Her intention was to defend unwarranted attacks on the characters of women and to provide examples of the unquestionable virtue of her sex. Though this seems like a lofty and daunting goal, it is grounded in a specific response to contemporary events surrounding her life as a writer in France. The Book of the City of Ladies, as a philosophical treatise, can be seen as directly answering the writer Jean de Meun, who between 1269 and 1278 wrote a more than 17,000-line continuation of Guillaume de Lorris’s epic poem The Romance of the Rose, initially completed in the 1230s. The Romance of the Rose is an allegorical dream poem and treatise on courtly love, and it was one of the best-selling publications in thirteenth- and fourteenth-century France. While de Lorris’s section, the shorter of the two, is more of a traditional allegorical romance in its lyrical tale of the Dreamer, de Meun’s sizeable addition has a more satirical bent, focusing on social practice and the folly of women. De Pizan was familiar with the work, and in her The Tale of the Rose (1402) and Letters on the Debate of the Romance of the Rose (1403), she attacked de Meun’s writing for its immoral, often vicious portrayals of women. She endured criticism for being too pointedly on the defensive.
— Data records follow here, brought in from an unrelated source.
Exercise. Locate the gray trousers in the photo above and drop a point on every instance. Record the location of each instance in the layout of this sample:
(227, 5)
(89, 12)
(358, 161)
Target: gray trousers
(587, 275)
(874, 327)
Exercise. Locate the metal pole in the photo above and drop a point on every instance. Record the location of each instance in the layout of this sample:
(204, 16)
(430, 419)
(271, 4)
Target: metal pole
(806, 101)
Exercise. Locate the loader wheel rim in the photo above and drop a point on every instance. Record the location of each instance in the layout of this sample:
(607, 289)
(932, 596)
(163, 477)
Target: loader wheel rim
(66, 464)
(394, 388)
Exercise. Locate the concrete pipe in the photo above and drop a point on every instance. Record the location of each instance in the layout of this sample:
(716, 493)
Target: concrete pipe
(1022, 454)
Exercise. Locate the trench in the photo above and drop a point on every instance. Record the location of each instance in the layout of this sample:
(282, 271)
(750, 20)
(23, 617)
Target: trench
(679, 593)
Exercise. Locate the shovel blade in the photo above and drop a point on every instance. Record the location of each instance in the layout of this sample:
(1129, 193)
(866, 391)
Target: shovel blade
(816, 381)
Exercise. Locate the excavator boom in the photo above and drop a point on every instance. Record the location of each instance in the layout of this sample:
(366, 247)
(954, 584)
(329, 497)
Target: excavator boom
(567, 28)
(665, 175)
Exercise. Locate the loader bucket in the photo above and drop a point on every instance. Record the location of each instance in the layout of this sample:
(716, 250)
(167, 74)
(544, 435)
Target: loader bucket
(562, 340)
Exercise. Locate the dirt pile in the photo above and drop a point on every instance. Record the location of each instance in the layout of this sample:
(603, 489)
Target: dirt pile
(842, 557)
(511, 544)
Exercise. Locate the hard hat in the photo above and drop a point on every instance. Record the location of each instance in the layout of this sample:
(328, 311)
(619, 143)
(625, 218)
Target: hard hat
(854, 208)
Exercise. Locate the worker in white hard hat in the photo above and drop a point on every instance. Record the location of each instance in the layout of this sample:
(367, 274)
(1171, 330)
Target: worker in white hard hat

De Pizan’s writings from the early fifteenth century and her growing resistance to the irresponsible portrayal of women led directly to the composition of The Book of the City of Ladies, in which she casts herself as one of the main characters. Mirroring the author’s passionate response to de Meun’s misogyny, in the opening sections of the work, Christine the character’s ire is again raised by a book by Mathéolus, most likely his Lamentations, as translated by Jean le Fèvre. The book, while professing to address the subject of respecting women, devolved instead into yet another attack on females and the vice that universally grips their lives. Christine takes up her pen to “unearth” the truth and lay the foundation for an accurate and morally responsible portrayal of women. Along the way, she cites and addresses certain points raised in the Italian writer Boccaccio’s De mulieribus claris (On Famous Women), the first book in Western literature to talk about virtuous women. But where Boccaccio also falls into the trap of maligning women, Christine sets out to correct the gaps and lapses in his thinking and his portrayals. Using the figures of three allegorical women—Reason, Rectitude, and Justice—she seeks to construct the titular City of Ladies, a symbolic repository of all that is good and noble in women and a place of refuge that can stand in its irrefutable truth as an impregnable defense against future attacks by sharp-tongued and sexist male writers.
Christine’s city offers a gallery of compelling models of womanhood. The permanent residents of the City of Ladies are united and strong. Scholars, inventors, artists, prophets, saints, warriors, pious wives, and dutiful daughters all take their place in the well-proportioned and carefully designed auspices of her city. In sampling from history, mythology, literature, and the Bible, Christine offers her own full, complete, and universal portrait of womanhood. Using approaches later championed by religion and the developing sciences, she slowly and methodically builds her case, gathering and collecting data and empirical observations as a means of arriving at the truth that supports her conclusions. In doing so, Christine repossesses and saves the reputation and good nature of women, acknowledging the moral strength and essential contributions of women, without which Western society, life, and culture would not be possible.
Her unique work offers a window into the world of medieval women and the way in which they were perceived and treated by the society of the time. It also introduces the prevailing notions about womanhood and the debates that often raged in the world of men intent on protecting their positions as the unquestioned rulers of their social and political realms. By using examples of virtue and citing achievements from the past, Christine adopts a three-pronged focus—targeting the intellectual, the spiritual, and the physical—to show that women are no more fallible or praiseworthy than the greatest or worst of men.